NO-ISSUE: feat(preset): add NVIDIA vLLM v0.20.x/v0.22.0 presets by bongwoobak · Pull Request #134 · moreh-dev/mif

bongwoobak · 2026-06-15T13:05:16Z

What

Add InferenceServiceTemplate Helm presets that were missing from this repo, under templates/presets/vllm/.

v0.22.0 (7) — current-generation presets
v0.20.1 / v0.20.2 (6) — the preceding generation (rollback references)

Version	Preset	Parallelism
v0.22.0	`deepseek-ai-deepseek-v4-flash-mtp-…-h200-sxm-tp8-moe-ep8`	tp8 + EP
v0.22.0	`deepseek-ai-deepseek-v4-pro-mtp-…-h200-sxm-tp8-moe-ep8`	tp8 + EP
v0.22.0	`google-gemma-4-31b-it-…-l40s-tp4`	tp4
v0.22.0	`zai-org-glm-5.1-fp8-mtp-…-b300-tp8-moe-tp8`	tp8
v0.22.0	`openai-gpt-oss-120b-…-h100-nvl-tp4`	tp4
v0.22.0	`moonshotai-kimi-k2.6-…-b300-tp8`	tp8
v0.22.0	`qwen-qwen3.6-27b-mtp-…-l40s-tp4`	tp4
v0.20.2	deepseek-v4-flash/pro × {`dp8-moe-ep8`, `tp8-moe-ep8`}	DP/TP + EP
v0.20.2	`qwen-qwen3.6-27b-mtp-…-l40s-tp4`	tp4
v0.20.1	`moonshotai-kimi-k2.6-…-b300-tp8`	tp8

Normalization (generality + spec-matching names)

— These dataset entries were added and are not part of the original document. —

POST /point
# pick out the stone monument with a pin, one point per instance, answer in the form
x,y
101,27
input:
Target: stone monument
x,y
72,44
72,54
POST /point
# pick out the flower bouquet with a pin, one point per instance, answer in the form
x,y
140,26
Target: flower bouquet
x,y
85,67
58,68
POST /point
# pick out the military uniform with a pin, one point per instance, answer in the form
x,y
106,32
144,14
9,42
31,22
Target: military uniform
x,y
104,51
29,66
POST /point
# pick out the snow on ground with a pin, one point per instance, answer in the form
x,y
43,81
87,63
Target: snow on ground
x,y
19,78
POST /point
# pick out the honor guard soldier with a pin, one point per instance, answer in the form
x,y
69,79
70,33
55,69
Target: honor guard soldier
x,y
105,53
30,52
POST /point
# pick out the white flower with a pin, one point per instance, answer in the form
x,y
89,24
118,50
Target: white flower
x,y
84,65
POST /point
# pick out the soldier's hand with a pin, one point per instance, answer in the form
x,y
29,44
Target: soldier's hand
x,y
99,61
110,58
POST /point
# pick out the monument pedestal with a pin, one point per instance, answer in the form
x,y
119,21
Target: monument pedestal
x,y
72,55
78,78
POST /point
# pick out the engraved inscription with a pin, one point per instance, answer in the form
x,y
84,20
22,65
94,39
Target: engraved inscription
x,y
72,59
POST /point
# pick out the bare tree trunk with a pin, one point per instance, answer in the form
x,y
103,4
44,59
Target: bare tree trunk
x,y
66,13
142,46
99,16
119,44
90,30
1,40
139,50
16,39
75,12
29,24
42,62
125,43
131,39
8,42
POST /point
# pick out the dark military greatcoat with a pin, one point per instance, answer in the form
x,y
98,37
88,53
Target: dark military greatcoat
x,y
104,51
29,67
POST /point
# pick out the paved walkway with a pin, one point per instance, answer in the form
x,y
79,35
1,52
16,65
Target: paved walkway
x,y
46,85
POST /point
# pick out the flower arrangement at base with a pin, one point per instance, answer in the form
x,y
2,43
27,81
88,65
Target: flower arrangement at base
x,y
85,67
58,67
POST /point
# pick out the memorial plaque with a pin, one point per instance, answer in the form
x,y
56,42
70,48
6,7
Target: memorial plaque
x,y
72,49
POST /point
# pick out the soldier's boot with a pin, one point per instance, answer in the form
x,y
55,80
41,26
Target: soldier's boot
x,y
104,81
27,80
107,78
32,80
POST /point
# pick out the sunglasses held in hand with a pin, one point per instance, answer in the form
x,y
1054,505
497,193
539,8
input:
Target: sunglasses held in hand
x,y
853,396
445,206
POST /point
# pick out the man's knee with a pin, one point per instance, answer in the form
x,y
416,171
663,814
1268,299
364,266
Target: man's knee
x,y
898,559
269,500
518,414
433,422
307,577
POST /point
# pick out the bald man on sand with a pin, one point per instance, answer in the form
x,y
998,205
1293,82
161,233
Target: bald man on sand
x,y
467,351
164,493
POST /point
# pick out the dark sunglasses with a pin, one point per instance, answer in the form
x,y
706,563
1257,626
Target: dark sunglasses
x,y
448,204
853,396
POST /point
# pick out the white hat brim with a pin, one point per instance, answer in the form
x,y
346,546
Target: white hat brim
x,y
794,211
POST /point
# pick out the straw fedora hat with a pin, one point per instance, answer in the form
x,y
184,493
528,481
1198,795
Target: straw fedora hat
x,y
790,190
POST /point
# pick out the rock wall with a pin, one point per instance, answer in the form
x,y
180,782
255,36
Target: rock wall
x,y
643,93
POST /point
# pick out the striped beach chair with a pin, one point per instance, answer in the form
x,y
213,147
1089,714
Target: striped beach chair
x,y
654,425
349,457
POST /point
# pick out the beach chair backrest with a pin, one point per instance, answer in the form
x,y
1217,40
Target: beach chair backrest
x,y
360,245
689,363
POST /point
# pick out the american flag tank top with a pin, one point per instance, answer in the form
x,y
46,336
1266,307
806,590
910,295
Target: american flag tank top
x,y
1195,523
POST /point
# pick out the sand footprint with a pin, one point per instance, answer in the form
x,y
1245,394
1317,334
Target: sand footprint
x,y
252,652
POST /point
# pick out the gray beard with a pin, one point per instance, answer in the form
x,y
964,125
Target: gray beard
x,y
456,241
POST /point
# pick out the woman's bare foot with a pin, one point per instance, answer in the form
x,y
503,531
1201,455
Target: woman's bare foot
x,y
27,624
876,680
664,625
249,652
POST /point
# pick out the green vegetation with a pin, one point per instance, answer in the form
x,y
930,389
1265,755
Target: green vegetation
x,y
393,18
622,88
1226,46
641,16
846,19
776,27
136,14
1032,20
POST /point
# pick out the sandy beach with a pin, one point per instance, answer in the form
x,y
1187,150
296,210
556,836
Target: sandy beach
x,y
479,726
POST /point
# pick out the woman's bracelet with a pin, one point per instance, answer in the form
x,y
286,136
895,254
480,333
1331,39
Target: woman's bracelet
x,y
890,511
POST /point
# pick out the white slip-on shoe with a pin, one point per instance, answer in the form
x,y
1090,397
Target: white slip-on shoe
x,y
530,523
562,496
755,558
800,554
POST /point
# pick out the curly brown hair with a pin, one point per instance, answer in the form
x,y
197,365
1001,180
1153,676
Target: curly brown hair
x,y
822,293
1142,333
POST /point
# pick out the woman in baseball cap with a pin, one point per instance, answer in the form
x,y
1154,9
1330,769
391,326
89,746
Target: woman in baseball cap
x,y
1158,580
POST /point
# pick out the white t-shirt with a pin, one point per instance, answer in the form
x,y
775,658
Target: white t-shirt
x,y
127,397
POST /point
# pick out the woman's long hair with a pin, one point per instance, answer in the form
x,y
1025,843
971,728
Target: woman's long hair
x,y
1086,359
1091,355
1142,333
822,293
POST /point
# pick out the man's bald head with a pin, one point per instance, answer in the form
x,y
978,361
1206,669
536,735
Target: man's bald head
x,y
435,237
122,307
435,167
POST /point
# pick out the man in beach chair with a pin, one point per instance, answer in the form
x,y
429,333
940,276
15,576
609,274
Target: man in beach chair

These templates deviated from repo conventions. Normalized before committing:

Expert parallelism via spec.parallelism.expert, not hardcoded --enable-expert-parallel in ISVC_EXTRA_ARGS — the vllm runtime base assembles the flag. The DeepSeek-V4 single-engine variants are therefore named tp8-moe-ep8 so the name reflects the real topology. (Behavior-preserving: same final vLLM command.)
-mtp suffix + mif.moreh.io/model.mtp: "true" on MTP presets (DeepSeek-V4, GLM-5.1, Qwen3.6-27B). Eagle3 presets (GPT-OSS, Kimi) intentionally have no -mtp.
nodeSelector retained (moai.moreh.io/accelerator.{vendor,model}) to match existing presets and keep scheduling deterministic, per deploy/helm/AGENTS.md.
Dropped ISVC_USE_KV_EVENTS (Heimdall inferencePool coupling) and --no-enable-prefix-caching (a user-level knob per AGENTS.md; no other gpt-oss preset hardcodes it), so presets render standalone. Users opt in at the InferenceService.

⚠️ Note for reviewers

Because names were normalized, these repo presets do not match the previously-deployed IST names (e.g. …-deepseek-v4-pro-nvidia-h200-sxm-tp8 ↔ repo …-deepseek-v4-pro-mtp-nvidia-h200-sxm-tp8-moe-ep8). Adopting these as the source of truth requires a follow-up to update the InferenceService templateRefs (and re-apply) — out of scope for this PR.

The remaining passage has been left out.